Why does pipeline give varying row order results with the same data file?

Tyrone Jones 0

I have updated one of our pipelines in order to incorporate row ordering as recommended here:
https://learn.microsoft.com/en-us/answers/questions/419209/additional-column-that-records-the-row-number-auto

The goal being to track the order of the data in the input file as that affects downstream processes.

It is reading from a file, making minor transformations, and inserting into an azure sql database.

User's image

All seems well when tested, data looks fine in debug.

Differences were reported when the pipeline was run in a different session however.

So I was able to reproduce the discrepancy, by using debug / data preview with two different integration runtimes each in turn (the auto resolve one, and then our "real" one) the real one yields different results.

In other words the row order produced was different, with the same row number attached to a different data row from the input file.

Why is this ? How can we ensure consistent output ?
Thanks

BhargavaGunnam-MSFT 26,496 Reputation points Microsoft Employee

2023-03-01T23:14:42.05+00:00

Hello Tyrone Jones,

Welcome to the MS Q&A platform.

Please correct me if my understanding is wrong.
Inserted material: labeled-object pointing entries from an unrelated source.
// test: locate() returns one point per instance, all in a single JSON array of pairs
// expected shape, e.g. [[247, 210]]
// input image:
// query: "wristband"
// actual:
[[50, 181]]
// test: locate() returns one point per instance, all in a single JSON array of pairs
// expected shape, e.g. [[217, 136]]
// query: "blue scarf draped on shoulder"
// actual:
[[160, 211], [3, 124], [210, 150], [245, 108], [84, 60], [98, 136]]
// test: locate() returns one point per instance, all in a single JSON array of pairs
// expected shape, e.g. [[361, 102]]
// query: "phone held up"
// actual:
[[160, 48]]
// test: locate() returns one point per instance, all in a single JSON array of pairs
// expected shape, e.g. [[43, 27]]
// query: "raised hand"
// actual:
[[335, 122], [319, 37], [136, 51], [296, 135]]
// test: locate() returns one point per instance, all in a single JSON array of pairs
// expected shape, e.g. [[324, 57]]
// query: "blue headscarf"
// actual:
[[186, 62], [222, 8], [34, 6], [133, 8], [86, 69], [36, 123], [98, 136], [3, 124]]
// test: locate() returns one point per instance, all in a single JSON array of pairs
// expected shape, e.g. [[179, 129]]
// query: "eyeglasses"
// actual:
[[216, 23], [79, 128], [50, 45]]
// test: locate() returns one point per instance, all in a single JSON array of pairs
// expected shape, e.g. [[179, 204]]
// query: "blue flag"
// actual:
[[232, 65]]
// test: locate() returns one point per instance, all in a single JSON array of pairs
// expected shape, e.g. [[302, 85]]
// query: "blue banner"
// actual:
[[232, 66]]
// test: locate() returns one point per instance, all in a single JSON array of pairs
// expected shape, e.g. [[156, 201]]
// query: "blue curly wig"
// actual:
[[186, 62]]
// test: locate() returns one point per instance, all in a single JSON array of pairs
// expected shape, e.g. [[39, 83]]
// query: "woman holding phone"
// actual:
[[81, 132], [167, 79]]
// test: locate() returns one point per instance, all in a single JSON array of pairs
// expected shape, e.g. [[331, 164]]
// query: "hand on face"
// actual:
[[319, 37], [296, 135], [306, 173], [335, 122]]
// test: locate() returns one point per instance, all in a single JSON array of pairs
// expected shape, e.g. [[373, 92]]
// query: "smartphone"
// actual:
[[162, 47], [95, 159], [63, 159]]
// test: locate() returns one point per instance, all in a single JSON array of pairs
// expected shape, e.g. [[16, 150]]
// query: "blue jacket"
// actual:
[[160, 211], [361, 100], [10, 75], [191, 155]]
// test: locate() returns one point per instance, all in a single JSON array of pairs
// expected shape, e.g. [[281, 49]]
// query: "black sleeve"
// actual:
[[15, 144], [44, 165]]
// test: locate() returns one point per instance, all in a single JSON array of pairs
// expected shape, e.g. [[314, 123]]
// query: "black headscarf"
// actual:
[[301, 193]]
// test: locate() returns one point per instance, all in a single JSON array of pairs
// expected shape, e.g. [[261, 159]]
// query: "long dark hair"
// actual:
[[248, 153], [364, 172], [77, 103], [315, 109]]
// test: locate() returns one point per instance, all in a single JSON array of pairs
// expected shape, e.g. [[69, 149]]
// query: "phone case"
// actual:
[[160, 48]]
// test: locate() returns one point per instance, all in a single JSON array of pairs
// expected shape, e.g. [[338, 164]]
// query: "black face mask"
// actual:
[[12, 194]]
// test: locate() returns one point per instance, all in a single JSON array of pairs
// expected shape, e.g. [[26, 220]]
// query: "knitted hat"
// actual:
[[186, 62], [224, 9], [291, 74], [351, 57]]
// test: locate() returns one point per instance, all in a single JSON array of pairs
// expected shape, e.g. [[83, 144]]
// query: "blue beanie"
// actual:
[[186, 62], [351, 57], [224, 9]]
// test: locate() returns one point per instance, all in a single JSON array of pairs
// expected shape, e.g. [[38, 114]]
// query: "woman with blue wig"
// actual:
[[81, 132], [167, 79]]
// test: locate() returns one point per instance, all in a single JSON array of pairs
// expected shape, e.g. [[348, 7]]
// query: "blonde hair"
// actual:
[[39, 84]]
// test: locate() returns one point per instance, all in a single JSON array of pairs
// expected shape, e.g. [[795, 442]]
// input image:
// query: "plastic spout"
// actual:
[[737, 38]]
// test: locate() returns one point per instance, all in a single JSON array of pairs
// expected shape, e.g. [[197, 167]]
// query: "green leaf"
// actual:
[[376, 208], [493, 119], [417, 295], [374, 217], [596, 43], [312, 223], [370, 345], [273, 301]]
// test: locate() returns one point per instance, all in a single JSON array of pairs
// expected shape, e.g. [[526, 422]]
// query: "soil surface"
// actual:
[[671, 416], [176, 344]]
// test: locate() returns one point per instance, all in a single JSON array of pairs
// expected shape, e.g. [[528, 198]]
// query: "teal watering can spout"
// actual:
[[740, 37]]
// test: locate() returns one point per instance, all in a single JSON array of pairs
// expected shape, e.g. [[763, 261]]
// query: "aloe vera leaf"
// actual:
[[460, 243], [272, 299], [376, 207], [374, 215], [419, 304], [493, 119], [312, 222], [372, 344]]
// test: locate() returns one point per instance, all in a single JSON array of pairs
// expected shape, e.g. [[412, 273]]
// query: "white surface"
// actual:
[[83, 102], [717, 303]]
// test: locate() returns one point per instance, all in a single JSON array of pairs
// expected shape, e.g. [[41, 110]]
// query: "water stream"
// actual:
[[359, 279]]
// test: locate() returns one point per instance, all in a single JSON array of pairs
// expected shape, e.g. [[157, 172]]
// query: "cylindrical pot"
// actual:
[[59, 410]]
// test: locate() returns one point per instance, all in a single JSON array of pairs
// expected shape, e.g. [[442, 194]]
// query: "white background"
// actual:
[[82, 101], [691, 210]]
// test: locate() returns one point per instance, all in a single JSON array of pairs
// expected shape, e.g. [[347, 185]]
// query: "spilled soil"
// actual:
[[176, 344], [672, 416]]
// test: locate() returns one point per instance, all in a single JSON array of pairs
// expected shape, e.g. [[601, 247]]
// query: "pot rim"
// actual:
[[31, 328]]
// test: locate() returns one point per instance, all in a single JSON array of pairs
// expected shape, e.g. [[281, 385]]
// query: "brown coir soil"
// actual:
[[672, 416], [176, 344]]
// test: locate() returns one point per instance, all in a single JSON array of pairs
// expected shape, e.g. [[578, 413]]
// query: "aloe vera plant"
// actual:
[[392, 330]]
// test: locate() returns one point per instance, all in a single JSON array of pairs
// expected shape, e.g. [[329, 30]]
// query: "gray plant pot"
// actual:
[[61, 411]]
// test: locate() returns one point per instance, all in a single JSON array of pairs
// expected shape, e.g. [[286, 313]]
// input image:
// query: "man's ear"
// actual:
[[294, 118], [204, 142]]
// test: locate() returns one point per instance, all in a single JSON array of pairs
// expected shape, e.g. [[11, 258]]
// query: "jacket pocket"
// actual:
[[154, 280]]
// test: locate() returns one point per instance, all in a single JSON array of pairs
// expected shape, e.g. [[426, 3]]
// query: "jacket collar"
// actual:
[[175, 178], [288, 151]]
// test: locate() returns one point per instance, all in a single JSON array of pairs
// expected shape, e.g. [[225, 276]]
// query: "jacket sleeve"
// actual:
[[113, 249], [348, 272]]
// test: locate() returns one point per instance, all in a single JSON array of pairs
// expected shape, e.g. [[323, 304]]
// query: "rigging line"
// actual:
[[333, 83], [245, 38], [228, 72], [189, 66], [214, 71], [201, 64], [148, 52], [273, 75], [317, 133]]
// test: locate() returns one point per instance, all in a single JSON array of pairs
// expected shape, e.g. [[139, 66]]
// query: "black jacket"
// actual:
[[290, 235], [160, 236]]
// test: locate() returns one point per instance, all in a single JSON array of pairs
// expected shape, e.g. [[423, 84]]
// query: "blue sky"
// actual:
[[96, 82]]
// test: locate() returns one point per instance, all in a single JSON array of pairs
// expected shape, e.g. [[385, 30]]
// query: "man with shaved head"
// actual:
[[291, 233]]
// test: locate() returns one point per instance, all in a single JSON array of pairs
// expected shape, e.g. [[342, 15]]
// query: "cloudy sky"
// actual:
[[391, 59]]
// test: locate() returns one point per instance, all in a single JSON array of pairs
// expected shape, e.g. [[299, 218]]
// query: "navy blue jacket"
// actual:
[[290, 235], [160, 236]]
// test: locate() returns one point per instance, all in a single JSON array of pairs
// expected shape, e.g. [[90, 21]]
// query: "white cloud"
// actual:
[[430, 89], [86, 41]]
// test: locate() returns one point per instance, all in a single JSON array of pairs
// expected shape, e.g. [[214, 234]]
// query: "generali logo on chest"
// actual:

You see different results when you run different integration run times in the dataflow.

Are you using multiple sinks here?

Can you provide us with the sample data and the transformation details for further troubleshooting the issue?
BhargavaGunnam-MSFT 26,496 Reputation points Microsoft Employee

2023-03-03T00:29:32.59+00:00

Hello Tyrone Jones,

I am checking to see if you got a chance to look into my above response. Please let me know if you have any further questions.
Tyrone Jones 0 Reputation points

2023-03-03T22:04:51.33+00:00

We are using a single sink. A single table in an Azure database.

I can provide an example data format/file but likely not the file itself as it is about 7G
Tyrone Jones 0 Reputation points

2023-03-06T17:51:30.4833333+00:00

Providing the follow up info. Attached is a 1000 record sample file. Also attached is the data flow script file. That should have all the information related to transformation. Not much there just column to column mapping after removing whitespace and such.
Again the problem is that the "FileRowNumber" created at the end will not be consistent. e.g. the first data row from the file will end up with a different filerownumber in different runs. The only difference I can point to is the Integration runtime, which is why I mentioned it. Not sure what is happening. I'm also including info on the "live" runtime in case that information is helpful. Seems like some file splitting or partitioning is happening behind the scenes somewhere, if it is not just a bug/software issue. I'll also work on large file next in case its a large file issue.

DataFlowscript.txt claimtest.txt
BhargavaGunnam-MSFT 26,496 Reputation points Microsoft Employee

2023-03-06T17:53:46.98+00:00

Hello Tyrone Jones,

Sorry, I didn't get you. Can you please provide more details about the "7G" you mentioned?
Tyrone Jones 0 Reputation points

2023-03-06T21:57:40.7966667+00:00

That is the size of the actual files we are processing. 7 gigabytes. Or greater
Tyrone Jones 0 Reputation points

2023-03-08T19:47:23.5133333+00:00

In case these help:
These are runtime details for the runtime:

Also if the large version of the file is needed or useful , let me know & how to send. Compressed it is 700M
BhargavaGunnam-MSFT 26,496 Reputation points Microsoft Employee

2023-03-09T00:34:00.8166667+00:00

Hello Tyrone Jones,

Thank you for the details. I will look into this further and get back to you with more details.
BhargavaGunnam-MSFT 26,496 Reputation points Microsoft Employee

2023-03-13T23:24:18.18+00:00

Hello Tyrone Jones,

I tried to reproduce the issue from my end with the sample file you provided earlier. But the FileRowNumber is consistent when writing it to my sink dataset.

I would suggest opening a support case for a deeper investigation. If you don't have a support plan, please let me know. I can provide you one-time free support request.

I am looking forward to hearing from you.